We telephoned the folks, who are in California, to announce the birth of Sebastian's boy. They are with Ed and Ellen, who are moving into a newly built home at Ladera this week-end. Dad is well. He wrote us of walking miles in the mild winter sunshine. Yet Mom reports he wants to return to Chicago sometime in January. Imagine leaving comfortable California for the ugly bitterness of Chicago's midwinter! He does this all the time. We invite him. He comes. The first week after arrival, while expecting a good long stay, we are given the intimation by Mom that Dad "feels he has to return to work" by some shockingly early date. Pleas, recriminations, "What's the use of such a short visit to this distance?" - to no avail. The iron will becomes more and more apparent until one day, far ahead of original prediction, they are down at the airport with everyone waving goodbye. What does it mean? Does he dislike us? Is he unsociable? No, not at all. It is that he has a firm grip on life at 77. He has respect in Chicago. He has routines. He directs occasional concerts, the monetary value of which is far below their symbolic value. To master a band of musicians with the baton at any age is an exciting power - skill, dominance, aesthetic passion all combine in one of the greatest roles of man. To do this at an age when most men are dead must be a sublime satisfaction


January 3, 1960 Sunday

Kennedy has announced that he will seek the Presidency. No surprise. The true surprise was Nelson Rockefeller's statement of a week ago that he would not seek to be President. Up to that moment it appeared that Rockefeller was going to blunder bull-headedly into a personal disaster. He could not be nominated although he might be elected. Nixon will be nominated, barring an astonishing turn of events, but may not be elected. Either Kennedy or Stevenson might beat him. Symington, Humphrey, and Johnson probably not.

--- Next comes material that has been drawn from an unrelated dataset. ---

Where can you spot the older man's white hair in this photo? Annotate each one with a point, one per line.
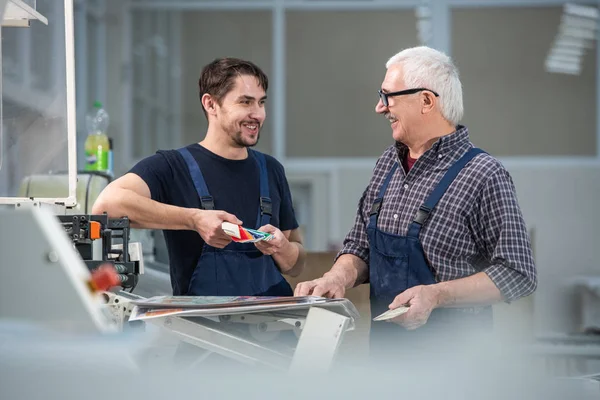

Last night, Jill and I, misguided by Vicky and Cathy, who themselves were going on hearsay, saw a pretty but ludicrously mediocre British film called "The Miracle," a story of a postulate who escapes into many misadventures with gypsies, toreadors, and soldiers before returning to the nunnery. My luck was better in NYC the other evening when Cathy and I saw the film, "Sapphire," a British story of the investigation of the murder of a half-Nigerian girl, passing for white, who was discovered and hated by the all-white family of her student fiancé, father of her unborn child. The sympathetic superintendent, his rigid and callow assistant, a series of landladies, the student and his family, the range of Nigerian types from primitives just out of the bush, to effete sons of African bishops - all were well done and bracketed neatly the objective and emotional contents of the race problem in English culture. Essentially the arguments about race relations are the same there as here. But the difference in styles is remarkable; the English and their Nigerians have their own phrases and modes of address. They speak calmly of matters that are dangerous to discuss here, but they also have preconceptions that are waived in American discussion, Whereas an American treatment of similar events would be replete with biological information and the jargon and law of civil liberties and the Constitution, the English version is less indignant, more matter-of-fact, less idealistic though not less humane. The crack-up of the murderer, the sister-in-law, is inadequately explained on stage, though her own frustration at being deserted by her husband, the reinforcement of her racial prejudices by her father-in-law (or is he her father), her ambitions for her brother, her nervousness at being suspect, and her fury at seeing the brown-skinned brother of the murdered girl gripping tightly her little girl's blonde doll would add up to motivational adequacy. Insufficiently explained, her actions at the crisis seemed a little contrived.

Jan. [4], 1960

Much of day spent on stupefying or exasperating details. Jean and Ted at odds, as usual. Jean making a couple of her incredible little blunders as her synapses get tangled up, or whatever is called what happens to produce her odd actions. She dated a mimeographed letter 1959, among other things, typing it twice that way. Jill's galley proofs are back from the Princeton Univ. Press, clean and handsome. We congratulated ourselves [again] on avoiding the Princeton Printing Company. It manages to bungle every job it gets. On occasion I have wished to own it. The town needs a good private printer and the shop fundamentally is valuable. Jill, the smell of ink in her nostrils nowadays, says we should buy the company. I tell her that printing is usually not a profitable business. "What fun for all the family," she says. "Not so when you have to overpay the half-trained and unreliable men that you get nowadays," I said. "You should have encouraged me when I wanted to set up a printing business with Tom Crowell after the war."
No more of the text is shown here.